Load data#
DNIKit pipelines and algorithms run using
lazy evaluation, consuming data in
Batches
so as to scale computation for large dataset sizes.
The entity responsible for producing Batches
of data is called a
Producer
. From here, the data can be transformed in
a DNIKit pipeline
, such as pre- or post-processors, model
inference, and more.
DNIKit uses Producers
to connect datasets with the rest of DNIKit
in Batches
.
To run inference with a model outside of dnikit, define a
Producer
that produces Batches
of model responses instead of data samples.
Set up a Producer of Batches#
Producers can simply be generator functions
that take a batch_size
parameter and yield Batch
objects;
they may also be callable classes (class with __call__
method).
Here’s an example generator function that loads the
CIFAR10 dataset using Keras:
from keras.datasets import cifar10
from dnikit.base import Batch, Producer
def cifar10_dataset(batch_size: int): # Producer
# Download CIFAR-10
(x_train, y_train), (x_test, y_test) = cifar10.load_data()
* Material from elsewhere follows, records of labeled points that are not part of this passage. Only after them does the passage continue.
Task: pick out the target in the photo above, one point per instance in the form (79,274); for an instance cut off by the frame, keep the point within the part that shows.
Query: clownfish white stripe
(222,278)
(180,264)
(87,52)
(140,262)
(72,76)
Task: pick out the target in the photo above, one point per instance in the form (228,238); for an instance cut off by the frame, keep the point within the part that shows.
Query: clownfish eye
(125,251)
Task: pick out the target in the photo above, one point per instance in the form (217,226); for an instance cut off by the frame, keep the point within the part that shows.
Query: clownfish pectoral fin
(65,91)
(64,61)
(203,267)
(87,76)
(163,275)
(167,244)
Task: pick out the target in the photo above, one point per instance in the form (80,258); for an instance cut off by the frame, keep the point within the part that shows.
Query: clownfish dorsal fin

dataset_size = len(x_train)
# Yield batches with an "images" feature,
# of length batch_size or lower
for i in range(0, dataset_size, batch_size):
j = min(dataset_size, i + batch_size)
batch_data = {
"images": x_train[i:j, ...]
}
yield Batch(batch_data)
This batch generator can be used in a pipeline
by passing it as the first argument:
my_processing_pipeline = pipeline(
cifar10_dataset,
... # later steps here
)
DNIKit provides a built-in Producer
, ImageProducer
,
to load all images from a local directory. By default, it will do a
recursive search through all subdirectories. For instance, if the MNIST dataset
is stored locally. Here is an example use of ImageProducer
:
from dnikit.base import ImageProducer
mnist_dataset = ImageProducer('path/to/mnist/directory') # Producer
For an example of creating a custom Producer
that attaches
metadata (such as labels) to batches, see
Creating a Custom Producer.
DNIKit also provides mechanisms for transforming between a PyTorch dataset and a Producer:
ProducerTorchDataset
and
TorchProducer
.
Format of Batch objects#
Batches
are samples of data; whether audio, images, text,
embeddings, responses, labels, etc. At their most basic, Batches
wrap dictionaries that map from str
types to numpy arrays
.
For instance, a Batch
can be created
by passing a dictionary of the feature fields:
import numpy as np
from dnikit.base import Batch
# Create a batch of words with 3 samples
words = np.array(["cat", "dog", "elephant"])
data = {"words": words}
batch = Batch(data)
In practice, however, it’s typical to yield
batches
inside a generator method. For instance, here’s a random number generator
that produces 4096 samples of random floats from 0 to 1.0:
import numpy as np
from dnikit.base import Batch
def rnd_num_batch_generator(batch_size: int):
max_samples = 4096
for ii in range(0, max_samples, batch_size):
local_batch_size = min(max_samples, ii + batch_size)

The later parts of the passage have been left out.